Muchos otros investigadores han encontrado la mismo. De hecho, un reciente estudio y un revisión de la investigación en las redes sociales y la depresión concluyó que las redes sociales son uno de los el menos Factores influyentes en la predicción de la salud mental de los adolescentes. Los factores más influyentes incluyen antecedentes familiares de trastorno mental; exposición temprana a la adversidad, como la violencia y la discriminación; y factores estresantes relacionados con la escuela y la familia, entre otros. A finales del año pasado, las Academias Nacionales de Ciencias, Ingeniería y Medicina publicaron un informe Y concluye: “Las investigaciones disponibles que vinculan las redes sociales con la salud muestran efectos pequeños y asociaciones débiles, que pueden verse influenciadas por una combinación de buenas y malas experiencias. Contrariamente a la narrativa cultural actual de que las redes sociales son universalmente dañinas para los adolescentes, la realidad es más complicada”.

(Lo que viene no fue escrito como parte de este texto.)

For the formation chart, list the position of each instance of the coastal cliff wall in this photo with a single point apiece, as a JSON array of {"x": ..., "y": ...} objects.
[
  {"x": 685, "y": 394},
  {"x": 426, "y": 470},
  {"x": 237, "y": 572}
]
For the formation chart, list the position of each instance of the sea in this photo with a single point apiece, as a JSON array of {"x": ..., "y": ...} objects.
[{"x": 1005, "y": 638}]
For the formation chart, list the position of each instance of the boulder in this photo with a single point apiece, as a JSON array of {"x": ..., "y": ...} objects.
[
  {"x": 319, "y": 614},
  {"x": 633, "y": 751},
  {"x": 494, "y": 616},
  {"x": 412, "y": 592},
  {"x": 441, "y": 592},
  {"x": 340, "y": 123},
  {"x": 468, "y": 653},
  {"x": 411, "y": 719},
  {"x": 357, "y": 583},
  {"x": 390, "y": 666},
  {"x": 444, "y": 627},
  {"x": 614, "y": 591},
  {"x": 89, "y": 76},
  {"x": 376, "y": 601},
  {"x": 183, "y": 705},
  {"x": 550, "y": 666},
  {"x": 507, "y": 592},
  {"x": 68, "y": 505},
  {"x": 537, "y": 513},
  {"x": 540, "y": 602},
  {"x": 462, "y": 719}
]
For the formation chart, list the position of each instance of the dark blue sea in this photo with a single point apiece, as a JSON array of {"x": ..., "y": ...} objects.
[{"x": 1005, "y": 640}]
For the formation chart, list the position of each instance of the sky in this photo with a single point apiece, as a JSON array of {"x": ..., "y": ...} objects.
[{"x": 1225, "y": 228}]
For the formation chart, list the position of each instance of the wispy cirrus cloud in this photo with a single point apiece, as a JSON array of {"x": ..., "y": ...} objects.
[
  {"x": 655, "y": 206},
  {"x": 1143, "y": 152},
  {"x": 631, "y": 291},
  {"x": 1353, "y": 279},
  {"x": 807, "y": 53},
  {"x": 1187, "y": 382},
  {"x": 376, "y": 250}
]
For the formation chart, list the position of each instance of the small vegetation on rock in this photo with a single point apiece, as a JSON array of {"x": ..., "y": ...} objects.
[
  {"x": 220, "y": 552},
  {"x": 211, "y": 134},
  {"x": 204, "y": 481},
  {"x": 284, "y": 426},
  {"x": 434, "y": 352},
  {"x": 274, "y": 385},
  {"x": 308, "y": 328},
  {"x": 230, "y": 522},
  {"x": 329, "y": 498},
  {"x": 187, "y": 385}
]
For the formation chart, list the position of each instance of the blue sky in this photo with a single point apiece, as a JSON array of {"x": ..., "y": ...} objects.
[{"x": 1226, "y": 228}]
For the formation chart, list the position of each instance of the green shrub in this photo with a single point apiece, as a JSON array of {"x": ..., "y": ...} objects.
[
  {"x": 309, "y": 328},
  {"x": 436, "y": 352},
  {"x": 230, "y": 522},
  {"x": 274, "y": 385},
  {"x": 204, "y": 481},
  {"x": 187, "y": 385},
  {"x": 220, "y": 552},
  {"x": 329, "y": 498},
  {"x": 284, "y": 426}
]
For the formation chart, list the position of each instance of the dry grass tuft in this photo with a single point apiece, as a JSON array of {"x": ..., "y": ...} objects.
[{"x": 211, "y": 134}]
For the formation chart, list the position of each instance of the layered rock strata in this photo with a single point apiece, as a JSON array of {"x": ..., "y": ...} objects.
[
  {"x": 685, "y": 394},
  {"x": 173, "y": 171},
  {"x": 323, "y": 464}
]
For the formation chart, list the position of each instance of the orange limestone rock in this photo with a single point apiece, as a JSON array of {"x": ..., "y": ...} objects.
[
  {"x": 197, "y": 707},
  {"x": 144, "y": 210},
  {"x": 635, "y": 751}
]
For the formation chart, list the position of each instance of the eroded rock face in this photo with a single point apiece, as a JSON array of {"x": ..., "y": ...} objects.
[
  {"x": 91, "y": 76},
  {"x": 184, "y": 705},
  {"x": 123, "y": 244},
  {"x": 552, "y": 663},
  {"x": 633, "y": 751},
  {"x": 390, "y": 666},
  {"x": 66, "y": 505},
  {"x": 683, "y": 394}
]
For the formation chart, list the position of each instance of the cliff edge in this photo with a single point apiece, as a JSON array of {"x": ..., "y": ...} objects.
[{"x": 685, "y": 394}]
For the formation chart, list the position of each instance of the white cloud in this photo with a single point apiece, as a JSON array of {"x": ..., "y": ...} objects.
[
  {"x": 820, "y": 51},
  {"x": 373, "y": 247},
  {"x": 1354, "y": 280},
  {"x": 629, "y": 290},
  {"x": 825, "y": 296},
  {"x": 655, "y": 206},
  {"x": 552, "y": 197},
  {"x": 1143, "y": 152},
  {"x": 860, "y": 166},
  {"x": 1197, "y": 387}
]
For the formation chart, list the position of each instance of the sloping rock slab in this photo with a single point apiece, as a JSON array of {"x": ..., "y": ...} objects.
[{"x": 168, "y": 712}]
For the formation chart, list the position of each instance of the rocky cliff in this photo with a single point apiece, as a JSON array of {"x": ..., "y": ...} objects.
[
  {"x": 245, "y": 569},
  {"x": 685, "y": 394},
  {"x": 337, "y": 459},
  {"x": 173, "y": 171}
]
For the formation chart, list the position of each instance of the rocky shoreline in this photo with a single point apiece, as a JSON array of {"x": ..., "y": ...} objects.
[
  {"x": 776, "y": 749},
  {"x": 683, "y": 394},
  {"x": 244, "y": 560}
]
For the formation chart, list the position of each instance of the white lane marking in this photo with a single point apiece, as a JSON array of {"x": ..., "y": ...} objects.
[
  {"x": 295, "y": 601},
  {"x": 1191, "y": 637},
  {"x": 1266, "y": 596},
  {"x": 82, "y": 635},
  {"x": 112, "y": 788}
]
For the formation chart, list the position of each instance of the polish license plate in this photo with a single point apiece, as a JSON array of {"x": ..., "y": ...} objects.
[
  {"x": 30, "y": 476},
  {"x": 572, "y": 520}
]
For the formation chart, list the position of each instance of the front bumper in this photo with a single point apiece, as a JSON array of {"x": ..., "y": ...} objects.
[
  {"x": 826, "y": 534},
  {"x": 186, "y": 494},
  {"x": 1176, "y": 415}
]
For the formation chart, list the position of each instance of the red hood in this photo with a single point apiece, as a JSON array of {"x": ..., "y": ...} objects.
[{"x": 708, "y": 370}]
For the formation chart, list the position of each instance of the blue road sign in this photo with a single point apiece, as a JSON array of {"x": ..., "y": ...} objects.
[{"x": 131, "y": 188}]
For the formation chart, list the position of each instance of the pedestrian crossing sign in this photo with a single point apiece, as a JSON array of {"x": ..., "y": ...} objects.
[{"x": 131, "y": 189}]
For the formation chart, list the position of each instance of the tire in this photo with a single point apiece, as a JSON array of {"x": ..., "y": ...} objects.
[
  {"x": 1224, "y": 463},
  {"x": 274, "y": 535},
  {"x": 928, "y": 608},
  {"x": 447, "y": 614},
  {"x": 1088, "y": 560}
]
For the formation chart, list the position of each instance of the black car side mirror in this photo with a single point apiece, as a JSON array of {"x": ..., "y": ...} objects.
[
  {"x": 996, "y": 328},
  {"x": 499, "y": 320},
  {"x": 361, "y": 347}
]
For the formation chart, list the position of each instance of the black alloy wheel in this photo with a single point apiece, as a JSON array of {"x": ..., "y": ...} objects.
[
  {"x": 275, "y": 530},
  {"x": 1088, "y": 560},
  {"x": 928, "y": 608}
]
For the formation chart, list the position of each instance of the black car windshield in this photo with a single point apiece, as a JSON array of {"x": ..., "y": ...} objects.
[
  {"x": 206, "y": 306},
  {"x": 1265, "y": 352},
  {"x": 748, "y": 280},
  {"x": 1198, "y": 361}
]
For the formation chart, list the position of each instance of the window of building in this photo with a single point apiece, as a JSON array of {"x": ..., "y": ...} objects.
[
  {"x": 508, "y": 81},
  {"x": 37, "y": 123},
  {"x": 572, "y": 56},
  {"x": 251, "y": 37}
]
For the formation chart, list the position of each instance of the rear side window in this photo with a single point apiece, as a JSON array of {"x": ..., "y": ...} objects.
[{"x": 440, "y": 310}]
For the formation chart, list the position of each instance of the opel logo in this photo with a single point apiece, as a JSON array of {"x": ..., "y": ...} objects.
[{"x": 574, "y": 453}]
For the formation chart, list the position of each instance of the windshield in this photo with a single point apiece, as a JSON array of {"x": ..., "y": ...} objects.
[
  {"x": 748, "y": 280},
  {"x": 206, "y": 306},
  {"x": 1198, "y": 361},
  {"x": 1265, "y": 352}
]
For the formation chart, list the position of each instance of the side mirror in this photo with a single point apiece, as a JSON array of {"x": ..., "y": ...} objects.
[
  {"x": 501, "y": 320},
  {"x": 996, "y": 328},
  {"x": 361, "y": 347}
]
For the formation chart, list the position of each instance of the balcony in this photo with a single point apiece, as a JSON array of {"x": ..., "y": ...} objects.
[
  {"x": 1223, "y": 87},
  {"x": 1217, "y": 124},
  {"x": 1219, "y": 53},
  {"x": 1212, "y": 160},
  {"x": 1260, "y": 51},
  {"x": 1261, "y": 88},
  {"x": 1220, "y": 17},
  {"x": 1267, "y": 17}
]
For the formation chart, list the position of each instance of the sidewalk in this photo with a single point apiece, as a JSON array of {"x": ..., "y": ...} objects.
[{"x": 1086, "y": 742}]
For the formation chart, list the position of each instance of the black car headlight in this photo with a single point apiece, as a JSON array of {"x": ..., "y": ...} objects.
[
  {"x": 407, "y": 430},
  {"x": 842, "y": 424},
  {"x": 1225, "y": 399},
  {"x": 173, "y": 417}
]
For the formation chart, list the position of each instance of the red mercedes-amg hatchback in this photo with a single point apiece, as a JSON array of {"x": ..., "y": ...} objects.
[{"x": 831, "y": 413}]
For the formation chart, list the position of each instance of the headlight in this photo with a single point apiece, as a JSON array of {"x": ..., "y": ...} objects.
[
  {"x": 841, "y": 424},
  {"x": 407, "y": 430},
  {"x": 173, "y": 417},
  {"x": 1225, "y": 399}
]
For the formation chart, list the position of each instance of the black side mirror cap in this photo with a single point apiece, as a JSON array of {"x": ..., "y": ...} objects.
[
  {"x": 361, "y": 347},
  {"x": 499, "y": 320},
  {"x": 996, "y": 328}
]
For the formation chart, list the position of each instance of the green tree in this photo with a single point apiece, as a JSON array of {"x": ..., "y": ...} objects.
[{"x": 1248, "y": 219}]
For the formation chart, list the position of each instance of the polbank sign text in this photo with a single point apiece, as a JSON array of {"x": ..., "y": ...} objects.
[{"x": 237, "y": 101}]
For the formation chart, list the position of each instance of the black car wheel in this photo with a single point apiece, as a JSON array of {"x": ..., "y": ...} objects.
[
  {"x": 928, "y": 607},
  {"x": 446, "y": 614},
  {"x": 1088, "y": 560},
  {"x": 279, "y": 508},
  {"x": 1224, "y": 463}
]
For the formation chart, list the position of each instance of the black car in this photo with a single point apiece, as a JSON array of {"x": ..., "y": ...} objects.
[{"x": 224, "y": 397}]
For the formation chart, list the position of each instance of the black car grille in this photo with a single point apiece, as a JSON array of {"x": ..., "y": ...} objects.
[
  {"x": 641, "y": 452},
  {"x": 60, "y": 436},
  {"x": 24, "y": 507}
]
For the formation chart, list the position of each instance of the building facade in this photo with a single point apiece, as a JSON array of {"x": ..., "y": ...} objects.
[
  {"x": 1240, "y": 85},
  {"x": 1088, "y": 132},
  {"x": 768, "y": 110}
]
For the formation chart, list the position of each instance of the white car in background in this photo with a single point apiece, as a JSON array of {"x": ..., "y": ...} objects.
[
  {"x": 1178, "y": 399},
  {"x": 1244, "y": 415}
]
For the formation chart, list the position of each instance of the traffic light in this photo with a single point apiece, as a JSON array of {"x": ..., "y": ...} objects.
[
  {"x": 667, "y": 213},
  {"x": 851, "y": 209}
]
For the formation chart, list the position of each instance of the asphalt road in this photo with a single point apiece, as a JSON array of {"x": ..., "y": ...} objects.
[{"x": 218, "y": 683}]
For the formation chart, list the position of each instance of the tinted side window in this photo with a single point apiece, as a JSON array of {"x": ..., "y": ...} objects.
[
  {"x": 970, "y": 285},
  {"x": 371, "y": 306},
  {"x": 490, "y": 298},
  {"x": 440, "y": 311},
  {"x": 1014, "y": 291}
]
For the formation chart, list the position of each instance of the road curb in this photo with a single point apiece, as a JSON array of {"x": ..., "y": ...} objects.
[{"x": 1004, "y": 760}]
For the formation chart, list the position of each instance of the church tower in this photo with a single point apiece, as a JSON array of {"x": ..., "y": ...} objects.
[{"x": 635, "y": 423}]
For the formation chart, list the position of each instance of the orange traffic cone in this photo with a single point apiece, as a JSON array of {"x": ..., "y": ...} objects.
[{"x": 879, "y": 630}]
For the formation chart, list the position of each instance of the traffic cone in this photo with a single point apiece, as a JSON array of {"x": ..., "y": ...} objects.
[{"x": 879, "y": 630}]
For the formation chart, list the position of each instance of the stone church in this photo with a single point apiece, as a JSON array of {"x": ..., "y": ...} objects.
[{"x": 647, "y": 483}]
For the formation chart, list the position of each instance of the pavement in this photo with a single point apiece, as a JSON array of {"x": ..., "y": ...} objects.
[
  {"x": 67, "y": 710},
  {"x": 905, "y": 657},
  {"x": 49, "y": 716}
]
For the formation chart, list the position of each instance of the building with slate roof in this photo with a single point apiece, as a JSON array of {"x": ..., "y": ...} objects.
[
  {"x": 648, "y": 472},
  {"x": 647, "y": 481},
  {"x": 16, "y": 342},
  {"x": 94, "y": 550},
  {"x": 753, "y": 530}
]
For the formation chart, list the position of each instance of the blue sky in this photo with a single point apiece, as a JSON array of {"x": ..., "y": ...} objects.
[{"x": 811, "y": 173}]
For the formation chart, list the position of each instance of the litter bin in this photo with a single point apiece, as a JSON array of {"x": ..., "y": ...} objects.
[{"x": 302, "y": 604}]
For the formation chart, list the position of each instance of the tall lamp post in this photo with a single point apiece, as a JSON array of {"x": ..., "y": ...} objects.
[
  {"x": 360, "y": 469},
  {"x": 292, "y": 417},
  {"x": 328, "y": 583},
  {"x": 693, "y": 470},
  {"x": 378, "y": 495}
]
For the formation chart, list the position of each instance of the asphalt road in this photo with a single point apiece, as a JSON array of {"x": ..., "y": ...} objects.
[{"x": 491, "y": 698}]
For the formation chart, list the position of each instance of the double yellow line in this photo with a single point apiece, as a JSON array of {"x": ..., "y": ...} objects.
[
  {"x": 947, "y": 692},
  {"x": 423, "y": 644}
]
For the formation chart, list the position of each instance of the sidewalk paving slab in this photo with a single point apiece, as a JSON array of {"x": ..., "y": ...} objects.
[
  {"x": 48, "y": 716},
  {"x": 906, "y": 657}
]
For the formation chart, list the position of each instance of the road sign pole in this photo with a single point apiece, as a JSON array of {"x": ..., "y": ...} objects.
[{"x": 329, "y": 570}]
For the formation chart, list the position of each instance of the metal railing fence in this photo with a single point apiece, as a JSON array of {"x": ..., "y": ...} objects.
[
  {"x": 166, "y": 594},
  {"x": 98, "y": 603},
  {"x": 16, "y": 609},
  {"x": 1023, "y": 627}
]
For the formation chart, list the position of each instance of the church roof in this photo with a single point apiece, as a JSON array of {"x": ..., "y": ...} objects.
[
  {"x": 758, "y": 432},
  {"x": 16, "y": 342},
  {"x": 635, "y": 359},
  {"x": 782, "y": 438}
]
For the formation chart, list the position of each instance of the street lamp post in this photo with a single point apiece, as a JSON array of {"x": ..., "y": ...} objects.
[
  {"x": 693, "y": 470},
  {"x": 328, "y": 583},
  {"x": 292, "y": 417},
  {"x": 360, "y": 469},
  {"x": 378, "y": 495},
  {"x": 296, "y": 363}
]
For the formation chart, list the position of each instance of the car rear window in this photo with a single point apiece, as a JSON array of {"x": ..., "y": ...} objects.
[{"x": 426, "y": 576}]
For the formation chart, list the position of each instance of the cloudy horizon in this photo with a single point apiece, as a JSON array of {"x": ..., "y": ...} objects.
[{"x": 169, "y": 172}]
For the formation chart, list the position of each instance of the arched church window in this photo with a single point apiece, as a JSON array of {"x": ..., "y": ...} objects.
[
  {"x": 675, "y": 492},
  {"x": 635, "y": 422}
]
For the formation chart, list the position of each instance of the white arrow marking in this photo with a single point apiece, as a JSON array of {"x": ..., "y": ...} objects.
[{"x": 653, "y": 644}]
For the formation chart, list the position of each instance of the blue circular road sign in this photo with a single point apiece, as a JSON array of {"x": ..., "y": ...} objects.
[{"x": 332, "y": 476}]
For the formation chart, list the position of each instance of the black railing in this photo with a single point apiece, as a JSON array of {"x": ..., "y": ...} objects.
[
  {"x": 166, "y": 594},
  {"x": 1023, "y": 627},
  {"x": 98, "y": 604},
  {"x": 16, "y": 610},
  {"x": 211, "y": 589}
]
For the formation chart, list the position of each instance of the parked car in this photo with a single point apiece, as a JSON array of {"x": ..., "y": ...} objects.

Esta es la razón por otro investigadores y yo no compran las historias que se cuentan sobre los adolescentes y las redes sociales. La ola de miedo más reciente la desató Jonathan Haidt. La generación ansiosa, cuyo extracto apareció en esta revista. Haidt afirma que una “infancia basada en el teléfono” en la década de 2010 reconectó los cerebros de nuestros hijos y provocó una epidemia de enfermedades mentales, especialmente entre las niñas; Ha escrito sobre este tema durante años.
Por supuesto, Haidt no es el único que afirma que estas aplicaciones causan este tipo de problemas. Las redes sociales han sido comparadas con heroína uso en términos de su impacto y se le ha culpado por cosas como la disminución de los puntajes en las pruebas y que los jóvenes tengan menos sexo.
Estas historias poseen un atractivo intuitivo: las redes sociales son relativamente nuevas y constituyen un fácil chivo expiatorio. Pero la adolescencia siempre ha sido una época de preocupación: es la edad pico de aparición de una serie de trastornos mentales graves, y hay muchos estadísticas alarmantes sobre la salud mental de los adolescentes en este momento. Los cuidadores están asustados y la gente simplemente intenta hacer lo correcto para los jóvenes. Nadie quiere que sus hijos sean explotados en línea, ni que se les alimente con información errónea o contenido sexualmente explícito y violento. Señalar directamente con el dedo a los teléfonos inteligentes y las redes sociales ofrece a las personas enemigos comunes y desagradables. Pero simplemente no sabemos si estos son los objetivos correctos.
La realidad es que los estudios correlacionales hasta la fecha han generado una combinación de asociaciones pequeñas, conflictivas y a menudo confusas entre el uso de las redes sociales y la salud mental de los adolescentes. La inmensa mayoría de ellos ofrecen no hay manera de separar causa y efecto. Cuando se encuentran asociaciones, las cosas parecen funcionar en la dirección opuesta a lo que nos han dicho: investigaciones recientes entre adolescentes—incluso entre niñas adolescentesjunto con un gran reseña de 24 estudios que siguieron a personas a lo largo del tiempo, sugiere que los primeros síntomas de salud mental pueden predecir el uso posterior de las redes sociales, pero no al revés.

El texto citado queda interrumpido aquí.